『婆、いるか』
これは沖縄の話なんだが、昔ね、仲の良いおじいさんとおばあさんが暮らしていました。ある日、もうそろそろ年だし、先行きが分からないので二人は相談しました。
「死んでも別れるのは辛いから、先に死んだほうを、家のウプフツガミの中に入れて置いて一緒に生活しようね」と、おじいさんが提案しました。
しばらくして、おじいさんが先に死んでしまったので、おばあさんはていねいにカメに入れて今まで通り、朝にはお茶を入れてあげるし、夜にはお酒を出して「さぁ、おあがりなさい」と言って勧めながら、おじいさんに話しかけました。
そこへあるとき、マース(塩)売りがやってきました。

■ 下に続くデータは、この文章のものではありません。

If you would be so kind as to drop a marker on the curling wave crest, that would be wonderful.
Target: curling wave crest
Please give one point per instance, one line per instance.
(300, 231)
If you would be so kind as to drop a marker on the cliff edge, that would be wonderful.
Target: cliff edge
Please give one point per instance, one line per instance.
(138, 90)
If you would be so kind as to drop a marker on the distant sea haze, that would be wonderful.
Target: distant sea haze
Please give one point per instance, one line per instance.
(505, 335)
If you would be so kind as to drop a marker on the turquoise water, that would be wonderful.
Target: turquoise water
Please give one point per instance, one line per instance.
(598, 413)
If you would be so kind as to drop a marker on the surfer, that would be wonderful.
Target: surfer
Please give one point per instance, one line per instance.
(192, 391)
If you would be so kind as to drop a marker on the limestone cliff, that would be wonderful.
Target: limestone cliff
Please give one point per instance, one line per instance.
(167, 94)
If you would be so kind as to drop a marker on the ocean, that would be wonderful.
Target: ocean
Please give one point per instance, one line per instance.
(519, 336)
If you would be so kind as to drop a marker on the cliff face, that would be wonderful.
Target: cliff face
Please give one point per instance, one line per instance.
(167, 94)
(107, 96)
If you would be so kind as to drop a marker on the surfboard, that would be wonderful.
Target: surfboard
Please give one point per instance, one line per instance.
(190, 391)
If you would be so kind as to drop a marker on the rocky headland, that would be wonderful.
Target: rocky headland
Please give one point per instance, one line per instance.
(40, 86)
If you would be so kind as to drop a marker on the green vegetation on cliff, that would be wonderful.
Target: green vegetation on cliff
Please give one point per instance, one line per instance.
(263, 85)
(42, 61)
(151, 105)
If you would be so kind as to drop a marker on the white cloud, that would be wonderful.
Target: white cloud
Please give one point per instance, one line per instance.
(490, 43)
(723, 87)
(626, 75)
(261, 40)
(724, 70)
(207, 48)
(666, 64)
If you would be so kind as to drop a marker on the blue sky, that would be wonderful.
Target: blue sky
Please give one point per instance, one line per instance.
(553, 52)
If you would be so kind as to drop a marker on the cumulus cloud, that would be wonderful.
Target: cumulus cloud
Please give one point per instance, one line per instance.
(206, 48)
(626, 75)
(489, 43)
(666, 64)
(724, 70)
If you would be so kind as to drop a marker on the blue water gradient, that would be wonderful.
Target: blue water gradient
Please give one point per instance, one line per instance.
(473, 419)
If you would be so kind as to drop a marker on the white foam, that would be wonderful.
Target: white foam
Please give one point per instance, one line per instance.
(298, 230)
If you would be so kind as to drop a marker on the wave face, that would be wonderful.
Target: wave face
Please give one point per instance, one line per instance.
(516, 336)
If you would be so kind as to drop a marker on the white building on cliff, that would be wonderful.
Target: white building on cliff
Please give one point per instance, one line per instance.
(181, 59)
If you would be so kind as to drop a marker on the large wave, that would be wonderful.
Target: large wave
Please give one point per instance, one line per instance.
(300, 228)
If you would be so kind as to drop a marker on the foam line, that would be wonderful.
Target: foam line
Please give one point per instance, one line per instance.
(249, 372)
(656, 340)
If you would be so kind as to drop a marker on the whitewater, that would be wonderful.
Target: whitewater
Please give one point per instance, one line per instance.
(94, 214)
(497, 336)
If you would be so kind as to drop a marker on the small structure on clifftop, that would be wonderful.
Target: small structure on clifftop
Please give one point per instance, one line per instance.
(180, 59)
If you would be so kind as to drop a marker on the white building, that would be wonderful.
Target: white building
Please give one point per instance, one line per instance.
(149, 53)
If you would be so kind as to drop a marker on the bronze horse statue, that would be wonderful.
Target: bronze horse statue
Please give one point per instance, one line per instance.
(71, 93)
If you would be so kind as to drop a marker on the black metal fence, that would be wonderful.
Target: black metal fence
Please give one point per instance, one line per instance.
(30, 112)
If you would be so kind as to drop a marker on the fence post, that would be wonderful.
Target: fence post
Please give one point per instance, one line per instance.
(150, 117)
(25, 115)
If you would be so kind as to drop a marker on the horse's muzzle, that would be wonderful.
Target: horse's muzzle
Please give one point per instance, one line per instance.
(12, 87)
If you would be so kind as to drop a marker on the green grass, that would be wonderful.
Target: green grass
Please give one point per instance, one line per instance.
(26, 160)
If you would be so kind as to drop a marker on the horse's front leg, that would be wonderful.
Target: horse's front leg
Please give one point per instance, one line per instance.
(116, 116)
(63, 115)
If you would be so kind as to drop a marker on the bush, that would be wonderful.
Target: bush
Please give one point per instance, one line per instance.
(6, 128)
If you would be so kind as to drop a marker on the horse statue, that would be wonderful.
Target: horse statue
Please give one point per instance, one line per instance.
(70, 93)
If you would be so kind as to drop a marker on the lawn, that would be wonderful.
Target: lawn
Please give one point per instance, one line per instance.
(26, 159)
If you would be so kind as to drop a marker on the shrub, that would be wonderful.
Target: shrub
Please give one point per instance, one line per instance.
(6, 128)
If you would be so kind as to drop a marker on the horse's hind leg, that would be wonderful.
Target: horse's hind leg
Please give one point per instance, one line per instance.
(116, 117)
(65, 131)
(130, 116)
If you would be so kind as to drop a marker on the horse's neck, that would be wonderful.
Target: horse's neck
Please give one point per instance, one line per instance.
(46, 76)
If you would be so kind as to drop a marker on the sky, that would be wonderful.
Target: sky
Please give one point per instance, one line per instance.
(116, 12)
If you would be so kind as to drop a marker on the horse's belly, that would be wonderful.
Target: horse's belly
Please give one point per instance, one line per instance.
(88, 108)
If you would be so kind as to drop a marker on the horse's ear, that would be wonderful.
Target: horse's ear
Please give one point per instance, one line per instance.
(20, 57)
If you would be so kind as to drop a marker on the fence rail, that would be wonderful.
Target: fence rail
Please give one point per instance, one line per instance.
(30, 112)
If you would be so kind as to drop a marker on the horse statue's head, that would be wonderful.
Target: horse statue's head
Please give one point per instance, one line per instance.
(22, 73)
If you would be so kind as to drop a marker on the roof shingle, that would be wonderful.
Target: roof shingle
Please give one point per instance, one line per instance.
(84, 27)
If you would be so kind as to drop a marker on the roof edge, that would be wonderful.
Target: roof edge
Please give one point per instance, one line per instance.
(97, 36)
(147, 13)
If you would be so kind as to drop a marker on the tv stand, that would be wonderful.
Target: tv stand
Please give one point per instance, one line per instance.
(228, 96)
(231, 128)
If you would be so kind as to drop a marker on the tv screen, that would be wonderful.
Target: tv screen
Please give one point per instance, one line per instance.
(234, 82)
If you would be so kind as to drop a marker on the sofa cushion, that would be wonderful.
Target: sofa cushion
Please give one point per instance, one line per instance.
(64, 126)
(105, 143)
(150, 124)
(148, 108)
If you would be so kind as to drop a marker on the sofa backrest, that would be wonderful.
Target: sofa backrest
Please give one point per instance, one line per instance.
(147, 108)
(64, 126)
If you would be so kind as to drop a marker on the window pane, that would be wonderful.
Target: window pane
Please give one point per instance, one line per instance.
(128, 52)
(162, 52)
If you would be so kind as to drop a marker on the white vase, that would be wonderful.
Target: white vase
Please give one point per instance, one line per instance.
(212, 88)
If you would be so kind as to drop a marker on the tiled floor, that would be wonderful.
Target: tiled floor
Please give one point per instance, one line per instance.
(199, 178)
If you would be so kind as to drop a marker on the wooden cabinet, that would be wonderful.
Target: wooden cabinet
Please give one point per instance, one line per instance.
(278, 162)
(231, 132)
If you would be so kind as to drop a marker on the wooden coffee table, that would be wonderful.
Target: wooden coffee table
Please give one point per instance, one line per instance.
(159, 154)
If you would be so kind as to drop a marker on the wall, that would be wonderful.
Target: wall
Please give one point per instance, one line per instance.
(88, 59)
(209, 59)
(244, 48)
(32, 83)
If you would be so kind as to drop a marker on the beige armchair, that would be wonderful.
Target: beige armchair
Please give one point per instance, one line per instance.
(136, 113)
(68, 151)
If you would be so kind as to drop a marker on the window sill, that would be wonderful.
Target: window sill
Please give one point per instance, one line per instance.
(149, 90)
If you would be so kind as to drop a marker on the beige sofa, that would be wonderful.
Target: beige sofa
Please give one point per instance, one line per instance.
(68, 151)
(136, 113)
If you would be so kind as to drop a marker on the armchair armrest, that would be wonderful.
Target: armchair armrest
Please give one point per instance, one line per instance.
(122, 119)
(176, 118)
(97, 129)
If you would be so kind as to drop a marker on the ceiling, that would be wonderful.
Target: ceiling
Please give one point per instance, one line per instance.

おばあさんは、「ちょっと、お兄さん、マースを一マスおくれ」と言いました。ところが、そのマース売りはあいにく枡を隣に忘れて来ていて、仕方ないのでおばあさんは「どれ、わしが取ってくるので、その間、留守番していてくれ。ただ、私が居ない間にウーニという声がしたら、はいと返事をしておくのだぞ」
ばあさんが言った後、マース売りは、不思議なことを言うもんだと思いながら待っていました。しばらくすると、家の奥から「ウーニ、ウーニ」という声がする。あれ、ほんとに声がするよ、マース売りは辺りを見渡しましたが、人影はありません。それでも声はする。不思議に思いながらも声のするカメのところへ近づいて行きました。口の大きい瓶なので、ついひょいと覗き込みました。
「うわー」そこには、ミイラ状態のじいさんが座っていました。あまりの怖さに持っていた塩をじいさんにぶっ掛け逃げ去りました。塩をかぶったじいさんは、もう何もしゃべらなくなってしまいました。
そんなことがあって、昔の人たちは、死んだ人と生きた人を切り離すために塩をまいたということです。塩はそんな役目もあるんだよ、大事に使おうね。